Log in Authenticator Script
• The Authenticator needs to go through each of the LimitUse passwords, until you find a match.
• Where a match has been found, the Authenticator then needs to check the UseageLimit and UseageCounter for that LimitUse password. Finally, where UseageCounter value is less than the UseageLimit value, the next step is to increase the UseageCounter value by one, and, the log in request is then approved.
• Otherwise, where the response is negative to any of the previous two points, the authentication test is deemed as a fail, and, access is blocked.

Additional Database Table Columns You Need include:
• A {TINYTEXT} or {CHAR(?)} column, for each LimitUse password of which you permit your customer to have.
• And then, two {TINYINT} or {DECIMAL(?,)} columns, for each LimitUse password of which you permit your customer to have. One of these two is for your, UseageCounter while the other of this pair is for your UseageLimit value.
• You also need some means, to register, approved reset causes, where this option is available to your customer. This can be done with a list of valid reset triggers contained within a {SET} Column.

LimitUse - The Hacker

The Hacker

How this hampers the hacker
• The fustration and confusion as to why this is not working.
• The hacker may presume that, the True-holder has changed their password, and, not try this password again.

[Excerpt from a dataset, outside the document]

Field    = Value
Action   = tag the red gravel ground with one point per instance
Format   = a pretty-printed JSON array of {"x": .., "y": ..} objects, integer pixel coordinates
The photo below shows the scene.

Best of the lot is, with those of who, set up fake wifi connections, via where the hacker can read whatever the users are doing. Such a hacker shall NOT get to use that password with any success.

There is no point whatsoever in trying to find out what the password is, as, that password is never going to work again anyway.

LimitUse - Some Risks of Note

Please Note: This list of risks may NOT be complete. You are advised by us, to seek your own, independent advice in respect to this.

Risks from Hackers

There is always a risk that, the hacker may strike before the UseageLimit has been reached. There is no possible way to mitigate this risk, other than, to ensure a low UseageLimit value.

Customer Risks

There is always the risk that, the True-Holder will need to make use of, the last UseageCounter of a password, at a time of when, the True-Holder will NOT have the chance or ability to change what the LimitUse password is. And, there are many valid reasons for why such an ability will not be there at such a time. Hence, you MUST have an alturnate/backup means of access, such as a second LimitUse password, or, the Wild-Start password too.

Caution & Warning

MUST NOT be mandatory

There will be many of your customers of who, will see this complex system to have that customer feeling like they are "In their Element", and will in turn, result in a significant boost to the security of accounts on your system.

DO BE WARNED, that many of your customers will NOT be able to cope with such complexity. The right to choose must always be up to your customer.

Just having the option there

It can be said that, it does not matter if, all of your customers refuse the complexity of these systems, and just use their Wild-Start password each of the time. Regardless of this, your system may be saved, when hackers do know that your website has any of the advised systems as part of your website.